Animal Biology: Controlling Fertility

Animal Biology: Controlling Fertility

  • Controlling fertility mainly encompasses contraception methods that prevent fertilisation, and fertility treatments designed to aid conception.

  • The endocrine system plays a crucial part in fertility. Hormones such as oestrogen, progesterone, Follicle Stimulating Hormone (FSH) and Luteinising Hormone (LH) regulate menstrual cycles and thus fertility.

  • Contraceptive methods include barrier methods such as condoms and diaphragms which block sperm, hormonal methods such as the pill or implant which prevent ovulation, intrauterine devices like the coil which prevent fertilised eggs from implanting in the uterus, and surgical methods like sterilisation.

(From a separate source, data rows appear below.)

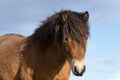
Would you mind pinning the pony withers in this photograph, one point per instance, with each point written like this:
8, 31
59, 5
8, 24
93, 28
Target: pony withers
55, 48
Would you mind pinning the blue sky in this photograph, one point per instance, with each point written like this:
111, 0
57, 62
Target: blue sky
102, 56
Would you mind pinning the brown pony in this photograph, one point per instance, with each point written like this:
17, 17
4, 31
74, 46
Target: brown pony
57, 46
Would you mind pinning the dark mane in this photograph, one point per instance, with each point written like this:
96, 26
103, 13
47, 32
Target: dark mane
54, 29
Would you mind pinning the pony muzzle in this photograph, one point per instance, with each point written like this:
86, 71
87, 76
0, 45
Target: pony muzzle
78, 67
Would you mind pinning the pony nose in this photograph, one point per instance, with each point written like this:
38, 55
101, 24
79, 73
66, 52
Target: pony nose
78, 72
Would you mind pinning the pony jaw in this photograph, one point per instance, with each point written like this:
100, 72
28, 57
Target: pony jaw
77, 67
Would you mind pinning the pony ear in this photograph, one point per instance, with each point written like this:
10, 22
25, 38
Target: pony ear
64, 17
86, 16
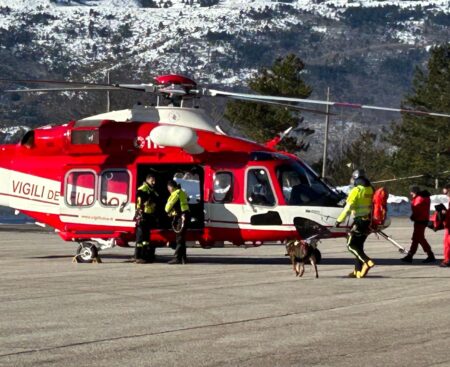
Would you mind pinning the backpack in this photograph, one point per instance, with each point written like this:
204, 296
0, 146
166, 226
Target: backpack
379, 207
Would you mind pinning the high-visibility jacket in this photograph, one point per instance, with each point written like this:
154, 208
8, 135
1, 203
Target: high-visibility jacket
177, 203
420, 207
359, 203
146, 199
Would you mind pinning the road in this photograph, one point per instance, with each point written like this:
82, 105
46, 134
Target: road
227, 307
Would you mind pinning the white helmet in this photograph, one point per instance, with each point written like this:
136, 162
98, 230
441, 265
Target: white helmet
358, 174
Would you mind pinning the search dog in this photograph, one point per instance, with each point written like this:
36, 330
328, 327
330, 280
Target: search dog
301, 252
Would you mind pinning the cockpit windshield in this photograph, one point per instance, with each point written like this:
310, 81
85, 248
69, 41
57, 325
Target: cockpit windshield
301, 186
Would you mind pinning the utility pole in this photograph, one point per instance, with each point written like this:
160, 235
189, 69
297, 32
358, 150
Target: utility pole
108, 101
325, 139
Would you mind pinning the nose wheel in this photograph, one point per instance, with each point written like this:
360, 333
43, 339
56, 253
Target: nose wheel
87, 252
318, 255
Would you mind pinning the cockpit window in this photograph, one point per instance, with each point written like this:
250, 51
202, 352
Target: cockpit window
259, 191
302, 187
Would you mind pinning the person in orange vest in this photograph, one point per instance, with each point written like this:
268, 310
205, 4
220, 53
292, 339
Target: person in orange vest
420, 207
446, 262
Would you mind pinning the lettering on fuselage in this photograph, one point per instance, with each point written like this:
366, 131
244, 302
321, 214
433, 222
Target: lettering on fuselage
142, 142
31, 190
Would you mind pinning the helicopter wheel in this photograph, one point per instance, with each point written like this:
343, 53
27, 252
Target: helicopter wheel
87, 252
318, 255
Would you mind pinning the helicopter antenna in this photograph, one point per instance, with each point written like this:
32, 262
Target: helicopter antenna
108, 100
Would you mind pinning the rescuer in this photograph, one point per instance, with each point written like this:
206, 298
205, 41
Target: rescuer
446, 262
145, 218
420, 207
177, 208
359, 203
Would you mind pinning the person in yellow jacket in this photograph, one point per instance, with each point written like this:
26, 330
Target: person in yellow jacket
177, 208
359, 204
145, 218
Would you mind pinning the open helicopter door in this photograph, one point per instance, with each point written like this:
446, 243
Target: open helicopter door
96, 198
260, 195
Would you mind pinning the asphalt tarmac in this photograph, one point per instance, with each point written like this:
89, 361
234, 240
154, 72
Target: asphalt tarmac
227, 307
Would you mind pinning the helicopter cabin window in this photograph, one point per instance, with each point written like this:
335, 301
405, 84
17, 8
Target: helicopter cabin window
223, 187
302, 187
259, 190
80, 188
84, 137
115, 188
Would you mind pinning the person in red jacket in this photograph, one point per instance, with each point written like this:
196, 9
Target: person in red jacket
420, 206
446, 262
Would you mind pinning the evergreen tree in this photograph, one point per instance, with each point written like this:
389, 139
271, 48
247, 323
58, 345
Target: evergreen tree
262, 122
423, 142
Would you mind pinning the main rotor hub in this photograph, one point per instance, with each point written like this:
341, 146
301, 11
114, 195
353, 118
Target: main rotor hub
176, 80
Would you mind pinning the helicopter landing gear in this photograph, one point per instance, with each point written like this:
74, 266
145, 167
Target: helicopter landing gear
318, 255
87, 252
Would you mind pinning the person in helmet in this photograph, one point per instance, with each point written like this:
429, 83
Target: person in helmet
177, 208
446, 262
145, 218
359, 204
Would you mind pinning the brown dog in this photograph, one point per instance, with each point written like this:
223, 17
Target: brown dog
301, 252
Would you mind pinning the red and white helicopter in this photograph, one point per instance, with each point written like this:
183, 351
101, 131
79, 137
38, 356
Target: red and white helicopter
81, 177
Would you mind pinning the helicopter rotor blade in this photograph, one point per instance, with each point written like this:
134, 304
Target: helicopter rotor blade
37, 81
214, 93
150, 87
69, 89
286, 105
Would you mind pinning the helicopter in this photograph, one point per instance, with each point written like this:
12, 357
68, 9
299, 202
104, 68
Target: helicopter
80, 177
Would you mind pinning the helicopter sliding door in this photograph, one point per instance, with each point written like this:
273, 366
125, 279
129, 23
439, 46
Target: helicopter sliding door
97, 198
189, 177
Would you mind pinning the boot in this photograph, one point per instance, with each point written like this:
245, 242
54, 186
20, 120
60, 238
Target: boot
365, 269
175, 261
407, 259
429, 259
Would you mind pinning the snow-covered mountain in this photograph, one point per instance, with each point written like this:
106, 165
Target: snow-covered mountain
364, 50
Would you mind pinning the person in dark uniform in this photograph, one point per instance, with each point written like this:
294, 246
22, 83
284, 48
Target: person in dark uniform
145, 218
177, 208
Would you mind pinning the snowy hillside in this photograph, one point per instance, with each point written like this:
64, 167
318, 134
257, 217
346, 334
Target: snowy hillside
366, 50
187, 38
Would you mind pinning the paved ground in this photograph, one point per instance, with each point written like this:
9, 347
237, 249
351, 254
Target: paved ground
232, 306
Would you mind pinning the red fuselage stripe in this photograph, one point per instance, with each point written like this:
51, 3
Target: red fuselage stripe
31, 199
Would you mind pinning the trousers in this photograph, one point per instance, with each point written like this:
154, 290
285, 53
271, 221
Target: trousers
356, 239
447, 245
180, 223
144, 250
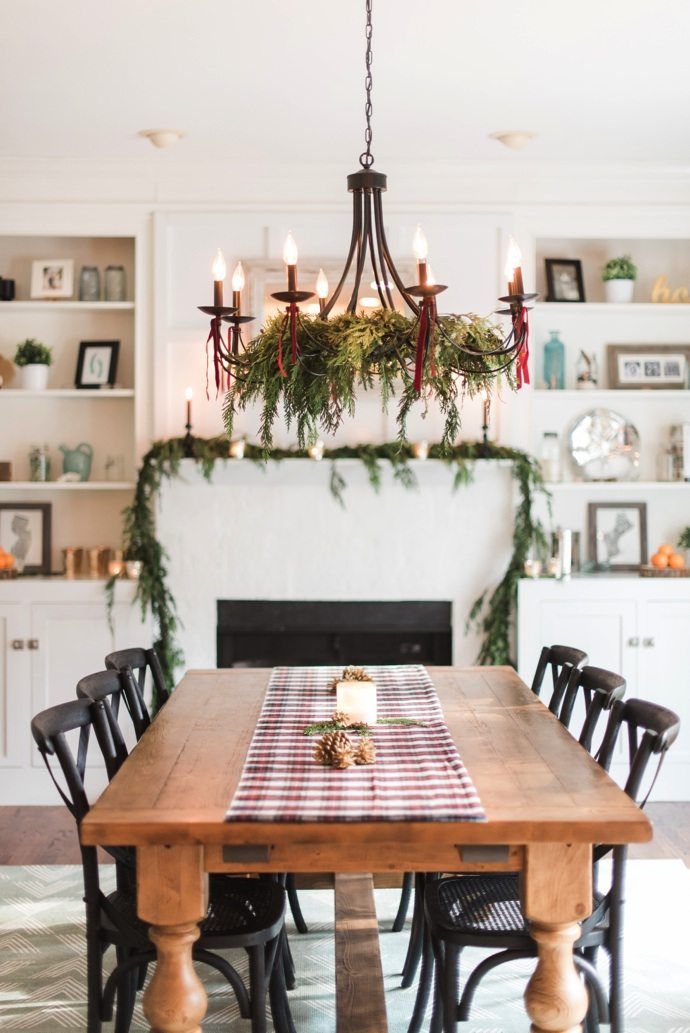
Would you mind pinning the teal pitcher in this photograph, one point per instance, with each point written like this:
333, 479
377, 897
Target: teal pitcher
77, 460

  • Hormonal contraceptives frequently work by maintaining levels of progesterone and oestrogen in the body, which inhibit the production and release of FSH and LH and prevent the release of an egg.

  • Emergency contraception methods such as the ‘morning-after pill’ work by delaying ovulation or preventing a fertilised egg from implanting in the womb.

  • On the side of fertility treatments, hormonal treatments can stimulate ovulation. These might include FSH and LH, which stimulate the maturation of eggs in the ovaries.

  • In vitro fertilisation (IVF) involves retrieving eggs from a woman, fertilising them outside of the body and then implanting the fertilised egg back into the woman’s uterus. This is often used when other fertility treatments have not been successful.

  • IVF can utilise donor sperm or eggs, and can also use surrogacy, where another woman carries the baby to term.

  • Ethical considerations around fertility control include potential health risks, the age of the parents, the right to have children, and the potential effects of population control policies.

  • It’s critical to also understand the potential psychological effects of fertility treatments and controls, including the emotional strain of unsuccessful treatments or unwanted pregnancy.

  • Scientists continue to develop new techniques and technologies to assist with fertility control, including developments in hormonal treatments and IVF techniques. Learning to evaluate the benefits and drawbacks of these is a valuable skill.